Comme ils approchaient, j’entendis Hugo interpeller Krys.

— Tu dois te battre à cause de la réputation que t’ont forgée les ménestrels ! Tu dois prouver qui tu es ! Prouve-le maintenant !

— Les jeux sont faits et la compétition terminée, répondit Krys, sans se retourner.

— Nous ferons du hors compétition. Et nous inviterons tout le monde au spectacle.

Le prince ne demandait pas, il ordonnait. Mais Krys venait d’arriver et ne dépendait de quiconque. Peu lui importait de répondre aux désirs d’un grand seigneur.

— Je te conseille de craindre pour ton rang, précisa le chef de la communauté du désert. Imagine que tu perdes…

— Aucun danger !

— Alors on va régler cela autrement. Disons que j’ai perdu ! Est-ce que cela vous convient, mon prince ?

— J’exige une victoire officielle ! Ta réputation surfaite me porte préjudice !

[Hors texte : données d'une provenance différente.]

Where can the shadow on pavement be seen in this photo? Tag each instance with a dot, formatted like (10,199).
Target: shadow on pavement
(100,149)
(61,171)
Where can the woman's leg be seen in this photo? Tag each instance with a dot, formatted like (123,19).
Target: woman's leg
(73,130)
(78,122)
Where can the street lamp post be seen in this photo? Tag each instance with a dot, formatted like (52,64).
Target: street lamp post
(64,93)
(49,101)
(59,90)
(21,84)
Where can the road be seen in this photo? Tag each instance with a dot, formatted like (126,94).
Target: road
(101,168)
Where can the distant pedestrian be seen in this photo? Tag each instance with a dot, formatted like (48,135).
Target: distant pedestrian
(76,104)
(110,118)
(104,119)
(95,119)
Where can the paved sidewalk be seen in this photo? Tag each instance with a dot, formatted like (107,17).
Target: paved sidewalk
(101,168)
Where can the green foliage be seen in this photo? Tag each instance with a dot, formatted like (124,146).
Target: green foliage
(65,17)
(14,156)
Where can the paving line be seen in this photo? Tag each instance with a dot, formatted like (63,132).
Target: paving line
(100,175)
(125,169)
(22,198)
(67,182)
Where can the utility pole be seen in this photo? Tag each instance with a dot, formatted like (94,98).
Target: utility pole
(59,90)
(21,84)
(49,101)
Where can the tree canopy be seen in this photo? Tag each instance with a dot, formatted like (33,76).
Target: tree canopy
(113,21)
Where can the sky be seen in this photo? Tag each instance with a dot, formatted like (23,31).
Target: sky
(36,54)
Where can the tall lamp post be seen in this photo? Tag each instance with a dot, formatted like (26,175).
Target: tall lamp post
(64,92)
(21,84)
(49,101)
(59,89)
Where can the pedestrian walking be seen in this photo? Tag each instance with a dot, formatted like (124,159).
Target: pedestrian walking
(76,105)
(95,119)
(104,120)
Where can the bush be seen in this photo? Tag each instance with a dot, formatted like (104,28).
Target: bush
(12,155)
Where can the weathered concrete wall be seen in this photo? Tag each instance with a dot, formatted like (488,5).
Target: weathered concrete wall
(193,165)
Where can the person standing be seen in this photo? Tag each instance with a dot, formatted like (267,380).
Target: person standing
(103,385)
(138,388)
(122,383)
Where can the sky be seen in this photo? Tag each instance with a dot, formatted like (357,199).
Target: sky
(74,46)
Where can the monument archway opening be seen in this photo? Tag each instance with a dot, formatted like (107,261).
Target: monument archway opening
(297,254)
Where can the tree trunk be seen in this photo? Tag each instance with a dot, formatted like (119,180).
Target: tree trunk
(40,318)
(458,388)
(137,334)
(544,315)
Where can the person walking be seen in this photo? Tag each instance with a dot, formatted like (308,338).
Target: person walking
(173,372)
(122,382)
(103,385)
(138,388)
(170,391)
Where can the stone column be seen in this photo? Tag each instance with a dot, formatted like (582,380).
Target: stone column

— Préjudice à ton prestige ? le nargua-t-il.

— Réglons ça immédiatement !

Le ton péremptoire du prince décida Krys à se retourner. Il s’était arrêté non loin de nous, sans me remarquer. De ma position basse, je n’attirais guère l’attention. Invisible à leurs yeux, au moins éviterai-je les avances de Hugo. Au regard de la puissance du royaume des Maximiliano, je redoutais la décision de mon père en sa faveur.

La distance d’avec le nord de l’île avait échelonné nos rencontres. Le prince ne me reconnaitrait sans doute pas. J’avais peut-être à peine treize ans lorsque nous nous sommes rencontrés la dernière fois. Pour qu’il ait aujourd’hui des vues sur moi, je devais lui avoir fait forte impression ce jour-là.

Le fait qu’il ne se soit pas mêlé aux autres princes pour me rencontrer n’était pas forcément bon signe. Mon père l’avait sans doute retenu eu égard à sa renommée. À moins qu’Hugo estimât ne pas avoir besoin d’entrer en compétition avec les autres courtisans. Je redoutais cette possibilité.

Krys répondit, d’un ton ferme :

— Dis-toi bien que la réputation dont tu parles en prendra un coup. Je te conseille d’oublier ta requête.

— Ça n’arrivera pas !

Ils se jaugèrent un instant. La conversation fatiguait l’ancien gladiateur. Il proposa :

— Dans ce cas, fait venir ton champion, Duncan. Je me battrai d’abord avec lui. Si, après avoir assisté au combat, tu veux encore te battre, je te donnerai satisfaction.

— Faisons donc cela ! fit Hugo, après avoir approuvé de la tête.

Duncan fit quelques pas et les deux protagonistes prirent leurs marques. Attirés par la promesse d’un combat mémorable, les passants s’étaient agglutinés autour d’eux. La réputation d’Hugo en manière d’escrime n’était plus à faire et celle de Krys s’était répandue en tout lieu peu après la victoire.

Ils se firent face. Duncan dégaina son épée. Krys semblait attendre.

— Prends ton arme ! ordonna l’aide de camp du prince.

— Je n’en ai pas besoin. Je te mettrais à terre avec ou sans arme.

Mes amis ajoutèrent leurs voix à la surprise de la foule. Les exclamations se turent rapidement. Tous voulaient entendre.

— Ça va être trop facile, bats-toi !

— Je vais me battre. Livre le premier coup.

Décontenancé, le regard vide, Duncan s’impatientait.

— Prends une arme !

Thomas tendit une épée à Krys qui la refusa d’un geste de la main.

— Frappe ! ordonna Krys à son adversaire. » Il attendit, puis ajouta : « J’en assume l’entière responsabilité.

L’homme du nord jeta un regard perdu à son prince.

— Tant pis pour toi, hurla-t-il.

Tout en crachant ces mots, il leva son épée au-dessus de sa tête puis la rabattit. Krys attendait, sur le qui-vive. Nous eûmes un mouvement de recul. Au tout dernier moment, alors que la lame aurait dû l’atteindre, il se déplaça si promptement que nous ne parvînmes pas à suivre ses mouvements. J’eus juste le temps, pendant une fraction de seconde, d’apercevoir ses mains posées sur celles de l’officier. Le temps d’après, nous perçûmes un bruit sourd et retrouvâmes celui-ci à terre, la pointe de son épée contre la gorge.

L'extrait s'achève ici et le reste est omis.